Nous savions alors qu’une centaine de nos variétés étaient uniques (un seul code génétique MUNQ trouvé dans la base de données) souvent parce qu’il y avait une seule analyse de faite et cela concernait en majorité des pommes à cidre. Mais depuis les travaux de M. Drocourt et M.Barbier, l’étude fine des ADN et des marqueurs permettant de les caractériser nous permet aujourd’hui d’affirmer :
Un patrimoine génétique qui n’a été référencé nulle part ailleurs pour le moment.
En l’état actuel de nos connaissances, quand aucun lien de parenté n’a été trouvé sur la base de données qui compte plus de 10.000 analyses génétiques en Europe, cela signifie que le verger conservatoire de Merval détient un patrimoine génétique qui n’a été référencé nulle part ailleurs pour le moment.
Dans cette hypothèse, les pommiers représentent un véritable puits de génétique qui est éventuellement disponible pour de nouvelles variétés. Sur Merval, il y a ainsi plus de 50 références. Parmi elles, une trentaine n’ont été référencées que sur Merval. Ce sont principalement des pommes à cidre qui répondent aux doux noms de Rouget Pestel, Doux vérêt de Beauvoir, Peau de vache Foulongne, Cézilly n°5… Ces noms ont souvent été donnés par Fernand Bazerque, créateur de ce verger conservatoire, en faisant référence aux fermes qui les détenaient.
Assez souvent, cela a permis de retrouver :
- un seul parent de la variété ou même les deux parents,
- de retrouver des espèces proches sans doute issues d’un même parent.

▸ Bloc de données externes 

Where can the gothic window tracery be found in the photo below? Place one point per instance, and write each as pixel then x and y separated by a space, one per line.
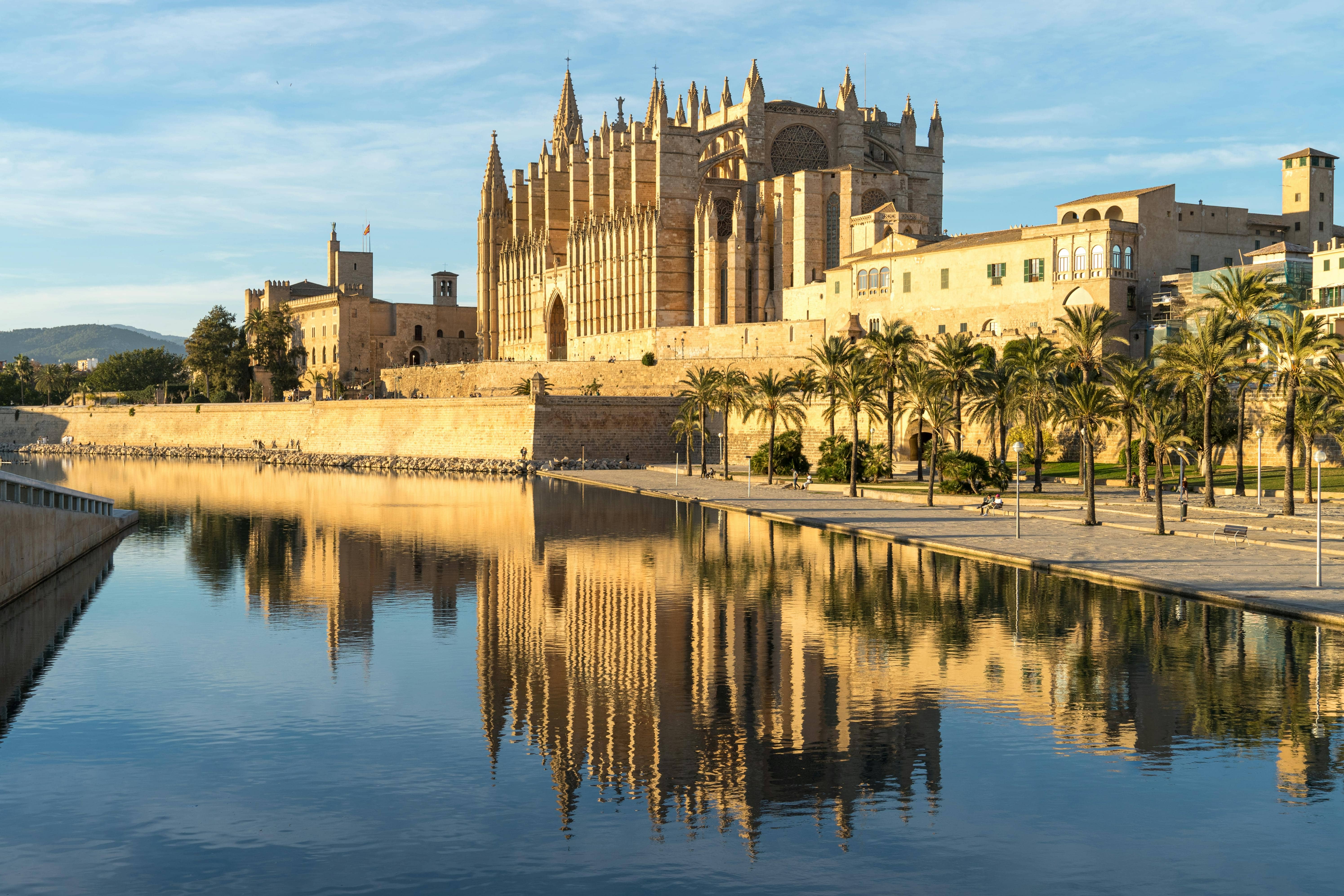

La fonction de terroir s’exprime pleinement avec des variétés du pays de Bray très proches.
Enfin certaines variétés ont donné naissance à une famille de variétés. Pour n’en citer que deux d’entre
elles :
L’exemple de la Bisquet
La Bisquet MUNQ 535 (que l’on retrouve parfois en doublon sur la collection) a une nombreuse
descendance.
Rien que sur Merval, nous en préservons 7 :
- MUNQ 217 Michelin appelé aussi Pomme de Maurice connue en Pays de Bray, ou Berthelot du nom de son propriétaire. Cette pomme a été obtenue par Monsieur Legrand sélectionneur “pépinier ” à côté d’Yvetot (76)
- MUNQ 2597 sous les noms de Binet amer ou Ormilcent
- MUNQ 4697 Doux vérêt cosnard repéré par Fernand Bazerque sous le nom de “argile très grise”

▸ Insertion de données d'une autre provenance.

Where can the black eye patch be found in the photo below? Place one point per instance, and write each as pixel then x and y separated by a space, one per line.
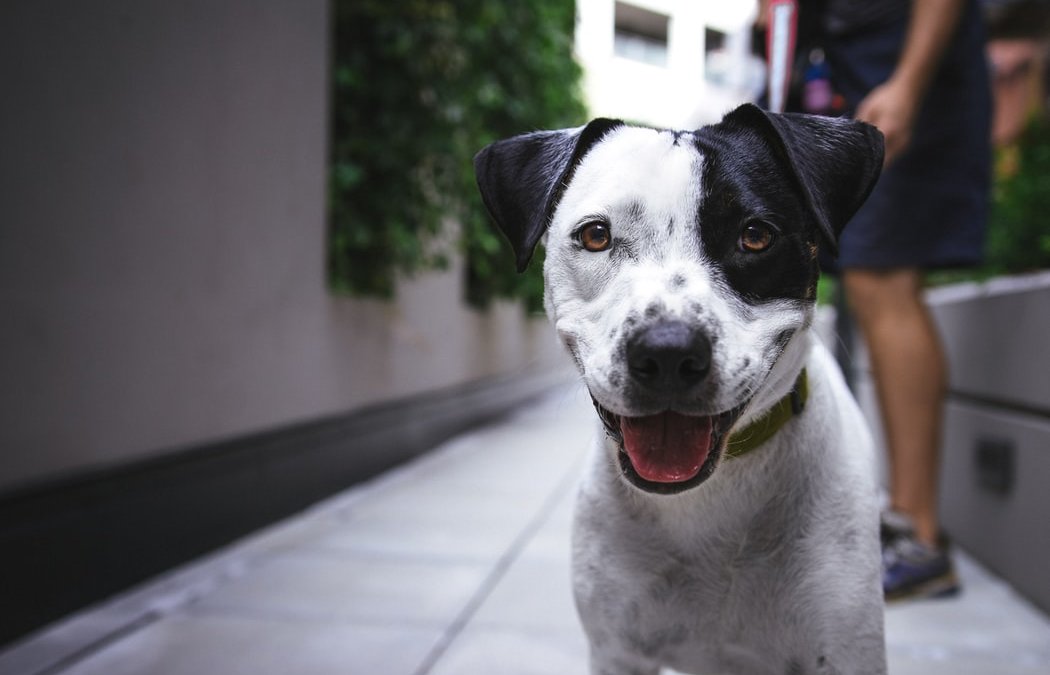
pixel 754 226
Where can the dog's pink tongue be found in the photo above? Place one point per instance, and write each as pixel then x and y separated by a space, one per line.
pixel 667 447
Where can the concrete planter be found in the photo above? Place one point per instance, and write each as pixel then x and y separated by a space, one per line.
pixel 995 459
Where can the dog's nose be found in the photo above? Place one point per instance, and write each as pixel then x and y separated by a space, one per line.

- MUNQ 4740 Gros bois repéré par Fernand sous le nom de “Gros Bisquet“, et effectivement plus
gros - MUNQ 6620 Néhou
- MUNQ 6649 Long gris
- MUNQ 6555 Museau ou Bec de brebis : Cette pomme était donc très répandue en Pays de
Bray. A noter que l’on retrouve deux autres descendants de Bisquet dans le verger conservatoire
du Nord Pas de Calais (CRRG).
L’exemple de Marin Onfroy
Marin Onfroy MUNQ 6559 qui est le nom d’une très ancienne variété de pomme à cidre réputée d’excellente qualité et répandue dans les départements cidriers jusqu’à la fin du 19ème siècle. Aujourd’hui cette variété Marin Onfroy ne semble plus être conservée dans les collections institutionnelles (INRA, NFC, ou autres) bien que de nombreux pépiniéristes l’affichent dans leur catalogue.
Or, sur Merval, il est fort possible qu’il s’agisse bien de l’ancienne Marin Onfroy, car elle est potentiellement parent de 5 variétés diploïdes: Binet rouge bien connue, Michelin”APHN”, Panneterie
“APHN”, Rouge Leborgne”APHN” présents sur Merval . Dans sa descendance on trouve également : Pomme petit sur Merval ,”Baert n°3″ du CRRG 3, Bec d’oiseau du Pôle fruitier de Bretagne, et Attrape-Gourmand (Croqueurs de Pommes).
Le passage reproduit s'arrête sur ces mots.